Foreign Policy

Foreign Policy

Fall 1999

 

So, You Wanna Be a State?

 

Not long ago, a United Nations official reports, a man called seeking UN membership for the “state” of Utopia—a platform with ten inhabitants floating in the Pacific Ocean. He was one of almost three dozen leaders who in the last decade hoped to secure a quick dose of legitimacy for their fledgling “countries.”

Any community may claim statehood—even one adrift at sea—but that claim gains credibility only through international recognition, one country at a time. The Unrepresented Nations and Peoples Organization, based in the Hague, was founded in 1991 by 15 nations, including Crimea, Estonia, and Tibet, to help groups on the fringe of the international community voice their claims to self-determination. Fifty-two would-be states currently belong, including Abkhazia, Gagauzia, the Lakota Nation, and Zanzibar.

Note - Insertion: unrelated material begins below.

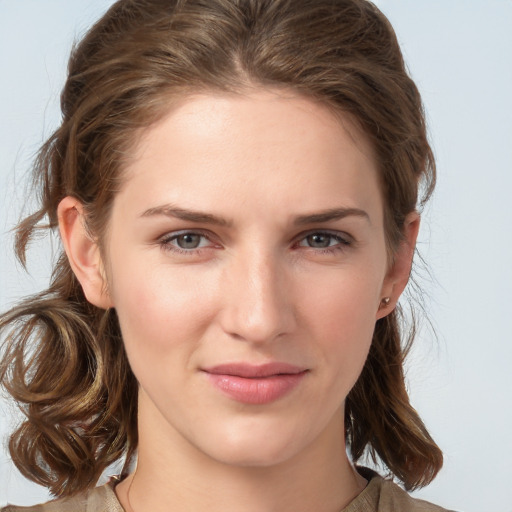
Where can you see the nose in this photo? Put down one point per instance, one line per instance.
(257, 298)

Although there is no surefire way for a nation to earn statehood, most groups—Utopia included, apparently—view UN membership as tantamount to international recognition, even though, as former secretary-general Trygve Lie said in March 1950, the United Nations “does not possess any authority to recognize either a new State or a new government of an existing State,” or require its members to recognize all other states.

A state looking to join the United Nations must apply to the secretary-general and pledge to uphold the UN Charter. The secretariat’s legal affairs department verifies that the applicant possesses the characteristics of a state—a defined territory, a permanent population, a government, and the capacity to conduct international relations—and routes the application to the Security Council’s Committee on the Admission of New Members. The committee discusses the merits of the application—for example, whether the state is “peace-loving,” or whether it is willing and able to fulfill its charter obligations.

The process can be politically charged. Like all matters before the Security Council, a recommendation for admission needs to clear all five permanent council members—a deal breaker for many would-be states. That arrangement led to regular blackballing during the Cold War. Even today, it is widely acknowledged that Taiwan, which China regards as a “renegade province,” will never be approved for membership by the Security Council, no matter how qualified it is for statehood. Nevertheless, the Security Council Committee on the Admission of New Members has worked on a consensual basis, ensuring that no state recommended for membership has elicited any objections in the Security Council over the past ten years.

If a state is approved, the Security Council submits a resolution recommending admission to the General Assembly for a vote—a two-thirds majority secures admission. Bosnia and Herzegovina (1992), Eritrea (1993), and Palau (1994) are among the UN’s newest members.

Utopia has not fared as well. According to an official from the Committee on the Admission of New Members, its application was not considered because no other state had recognized it.